Arthur Strill, Chief Financial Officer and Chief Business Officer, Cellectis: Yeah. And if I can add something, I think Adrian, you’re spot on obviously on dose, but it’s also important to remember that these are different products. And I think our strategy has always been from the get go to secure direct access to alemtuzumab, which is something that we’ve done with Sanofi a few years back. So we know we have access to actual alemtuzumab. ALLO-six forty seven is a different product.
And honestly, we’re not exactly aware as to how it compares, what are the glycosylation patterns, what are the what is the structure of the antibody. And so it’s very difficult to compare apples to oranges. And we’re very pleased to be moving forward with actual alemtuzumab.

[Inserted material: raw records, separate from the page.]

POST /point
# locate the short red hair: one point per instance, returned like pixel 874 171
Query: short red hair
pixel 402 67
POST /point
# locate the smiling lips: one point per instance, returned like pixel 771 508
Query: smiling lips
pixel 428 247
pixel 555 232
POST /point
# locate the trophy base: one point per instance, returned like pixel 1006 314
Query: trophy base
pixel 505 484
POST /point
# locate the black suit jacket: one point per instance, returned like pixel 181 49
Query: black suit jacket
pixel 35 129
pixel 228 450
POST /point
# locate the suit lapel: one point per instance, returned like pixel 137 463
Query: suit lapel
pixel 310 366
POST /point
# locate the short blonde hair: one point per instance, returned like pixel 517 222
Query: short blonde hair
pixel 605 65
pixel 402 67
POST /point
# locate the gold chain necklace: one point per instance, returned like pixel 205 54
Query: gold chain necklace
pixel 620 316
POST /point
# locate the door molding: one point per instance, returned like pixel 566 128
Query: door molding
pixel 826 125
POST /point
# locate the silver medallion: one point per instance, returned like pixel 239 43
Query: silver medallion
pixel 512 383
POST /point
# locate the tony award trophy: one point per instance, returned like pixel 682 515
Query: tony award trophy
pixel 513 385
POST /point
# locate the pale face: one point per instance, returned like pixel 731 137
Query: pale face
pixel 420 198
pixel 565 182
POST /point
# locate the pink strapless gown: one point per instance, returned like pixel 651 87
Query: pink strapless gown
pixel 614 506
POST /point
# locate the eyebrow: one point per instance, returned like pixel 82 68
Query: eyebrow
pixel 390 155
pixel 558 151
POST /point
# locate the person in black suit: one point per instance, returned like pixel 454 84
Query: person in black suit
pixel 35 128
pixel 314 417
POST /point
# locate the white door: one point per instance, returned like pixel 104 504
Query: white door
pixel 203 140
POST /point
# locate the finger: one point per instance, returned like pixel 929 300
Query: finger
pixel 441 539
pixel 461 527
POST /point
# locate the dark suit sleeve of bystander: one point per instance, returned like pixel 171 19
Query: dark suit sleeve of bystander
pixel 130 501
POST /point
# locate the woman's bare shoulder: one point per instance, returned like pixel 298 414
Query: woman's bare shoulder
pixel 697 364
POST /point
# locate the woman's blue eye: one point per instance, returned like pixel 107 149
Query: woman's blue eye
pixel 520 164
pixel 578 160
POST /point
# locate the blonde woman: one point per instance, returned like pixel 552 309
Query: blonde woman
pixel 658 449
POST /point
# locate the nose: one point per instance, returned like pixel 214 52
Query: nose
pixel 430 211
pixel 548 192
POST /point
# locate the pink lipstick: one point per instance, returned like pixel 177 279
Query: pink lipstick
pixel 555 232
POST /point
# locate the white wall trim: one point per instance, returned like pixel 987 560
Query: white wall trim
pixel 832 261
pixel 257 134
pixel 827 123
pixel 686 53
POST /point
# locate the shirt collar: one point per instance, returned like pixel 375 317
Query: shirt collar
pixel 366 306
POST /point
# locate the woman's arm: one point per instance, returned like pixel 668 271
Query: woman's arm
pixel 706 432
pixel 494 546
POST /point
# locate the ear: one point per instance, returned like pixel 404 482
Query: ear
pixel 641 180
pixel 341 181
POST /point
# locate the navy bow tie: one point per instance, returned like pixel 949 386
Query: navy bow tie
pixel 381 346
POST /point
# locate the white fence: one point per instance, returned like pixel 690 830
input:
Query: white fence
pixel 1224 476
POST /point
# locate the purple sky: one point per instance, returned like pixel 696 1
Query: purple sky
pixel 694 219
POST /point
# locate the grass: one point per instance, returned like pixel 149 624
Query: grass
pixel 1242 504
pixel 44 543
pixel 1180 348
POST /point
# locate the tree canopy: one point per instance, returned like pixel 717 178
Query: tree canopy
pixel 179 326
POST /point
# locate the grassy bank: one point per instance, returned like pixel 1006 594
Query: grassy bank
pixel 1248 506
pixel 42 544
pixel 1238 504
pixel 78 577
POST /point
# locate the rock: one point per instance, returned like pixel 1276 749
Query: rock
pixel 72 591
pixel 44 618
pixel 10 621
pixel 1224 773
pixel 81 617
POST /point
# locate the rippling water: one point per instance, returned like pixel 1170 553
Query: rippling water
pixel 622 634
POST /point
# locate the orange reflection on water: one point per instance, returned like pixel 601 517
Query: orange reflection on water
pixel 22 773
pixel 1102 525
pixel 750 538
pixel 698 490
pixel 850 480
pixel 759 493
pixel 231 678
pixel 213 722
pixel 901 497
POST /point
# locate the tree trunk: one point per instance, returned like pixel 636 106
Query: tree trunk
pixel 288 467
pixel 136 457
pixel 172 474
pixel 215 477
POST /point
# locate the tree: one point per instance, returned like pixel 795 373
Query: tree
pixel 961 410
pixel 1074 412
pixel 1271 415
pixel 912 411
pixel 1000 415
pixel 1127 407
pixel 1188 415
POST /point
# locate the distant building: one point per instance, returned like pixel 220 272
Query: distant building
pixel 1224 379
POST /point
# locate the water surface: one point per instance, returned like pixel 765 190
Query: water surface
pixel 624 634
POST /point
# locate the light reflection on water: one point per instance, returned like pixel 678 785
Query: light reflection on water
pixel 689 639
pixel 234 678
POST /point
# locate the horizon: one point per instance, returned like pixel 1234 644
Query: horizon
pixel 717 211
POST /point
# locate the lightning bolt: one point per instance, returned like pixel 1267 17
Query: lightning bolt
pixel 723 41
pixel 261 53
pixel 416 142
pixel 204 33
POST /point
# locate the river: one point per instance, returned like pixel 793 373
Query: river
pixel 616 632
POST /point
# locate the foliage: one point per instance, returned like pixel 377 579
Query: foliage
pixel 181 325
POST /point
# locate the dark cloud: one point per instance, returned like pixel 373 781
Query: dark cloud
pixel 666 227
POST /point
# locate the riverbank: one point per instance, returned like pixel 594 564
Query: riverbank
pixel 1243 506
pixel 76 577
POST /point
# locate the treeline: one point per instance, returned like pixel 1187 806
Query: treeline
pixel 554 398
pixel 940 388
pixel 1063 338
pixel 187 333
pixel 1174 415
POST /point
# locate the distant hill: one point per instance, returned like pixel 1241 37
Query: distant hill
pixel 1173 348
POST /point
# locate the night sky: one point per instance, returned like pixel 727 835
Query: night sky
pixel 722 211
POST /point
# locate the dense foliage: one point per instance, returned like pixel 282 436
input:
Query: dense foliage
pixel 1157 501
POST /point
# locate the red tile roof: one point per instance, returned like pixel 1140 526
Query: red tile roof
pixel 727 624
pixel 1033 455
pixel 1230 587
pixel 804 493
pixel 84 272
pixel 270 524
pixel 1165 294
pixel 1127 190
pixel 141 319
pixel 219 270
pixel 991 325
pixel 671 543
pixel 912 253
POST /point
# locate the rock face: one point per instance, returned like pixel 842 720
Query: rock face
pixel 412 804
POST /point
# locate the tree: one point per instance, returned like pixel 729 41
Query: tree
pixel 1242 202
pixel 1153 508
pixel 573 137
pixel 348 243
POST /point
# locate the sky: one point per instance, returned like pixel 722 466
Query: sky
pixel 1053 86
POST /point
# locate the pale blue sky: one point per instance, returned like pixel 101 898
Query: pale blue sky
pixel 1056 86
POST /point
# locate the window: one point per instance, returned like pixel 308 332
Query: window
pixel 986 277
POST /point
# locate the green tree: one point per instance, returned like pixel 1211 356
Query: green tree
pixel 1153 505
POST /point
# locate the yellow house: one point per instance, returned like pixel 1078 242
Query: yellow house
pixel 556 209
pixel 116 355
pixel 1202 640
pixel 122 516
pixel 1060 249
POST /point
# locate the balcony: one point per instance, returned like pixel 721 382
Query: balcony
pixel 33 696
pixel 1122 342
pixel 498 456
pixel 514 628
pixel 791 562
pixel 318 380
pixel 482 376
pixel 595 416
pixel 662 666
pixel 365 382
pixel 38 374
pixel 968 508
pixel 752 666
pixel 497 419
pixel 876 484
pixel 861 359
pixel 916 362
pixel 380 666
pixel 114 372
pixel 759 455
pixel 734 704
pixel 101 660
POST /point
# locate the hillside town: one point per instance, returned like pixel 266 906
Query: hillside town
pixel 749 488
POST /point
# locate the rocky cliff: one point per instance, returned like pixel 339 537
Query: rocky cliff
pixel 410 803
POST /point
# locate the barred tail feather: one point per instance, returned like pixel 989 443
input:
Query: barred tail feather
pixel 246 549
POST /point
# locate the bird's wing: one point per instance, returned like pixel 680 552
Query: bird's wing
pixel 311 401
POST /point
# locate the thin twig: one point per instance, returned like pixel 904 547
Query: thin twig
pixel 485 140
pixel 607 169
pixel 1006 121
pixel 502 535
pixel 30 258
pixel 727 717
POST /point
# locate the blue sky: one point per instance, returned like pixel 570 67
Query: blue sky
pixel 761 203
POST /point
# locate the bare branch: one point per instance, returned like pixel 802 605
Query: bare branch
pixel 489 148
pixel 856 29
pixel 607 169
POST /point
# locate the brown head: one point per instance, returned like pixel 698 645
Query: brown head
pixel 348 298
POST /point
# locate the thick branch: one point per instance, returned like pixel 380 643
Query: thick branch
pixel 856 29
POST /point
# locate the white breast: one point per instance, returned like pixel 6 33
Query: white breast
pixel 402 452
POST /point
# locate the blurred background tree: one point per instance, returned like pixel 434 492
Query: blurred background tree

Jack Allen, Analyst, Baird: Great. Thank you so much. I guess just maybe one last one on the topic. Any high level thoughts on ways you could mitigate potential infection risk in your study? I know the CDPD lymphodepletion can lead to a longer depletion of T cells.
Have you given any further thought on protocols you can put into place to mitigate infection risk?
Adrian Kilcoyne, Chief Medical Officer, Cellectis: Yeah, mean, as part of all our trials, we have a mandatory prophylaxis. So, that’s already built in. We have significant risk mitigation strategies already built into our trials. So, yeah, I think we’ve already addressed much of that. But of course, we remain vigilant.
Jack Allen, Analyst, Baird: Great. Thank you so much for taking the questions and congratulations again on the progress.
Conference Operator: Our next question comes from Yanan Zhu with Wells Fargo Securities. Your line is now open.
Yanan Zhu, Analyst, Wells Fargo Securities: Oh, great. Thanks for taking our questions. Just maybe a follow-up on the FDA discussion for the B ALL program. Wondering I know you’ll provide more details at the R and D Day. Wondering if the population for the pivotal trial, is that a specific population like post CD19 CAR T, or is that a more broader population?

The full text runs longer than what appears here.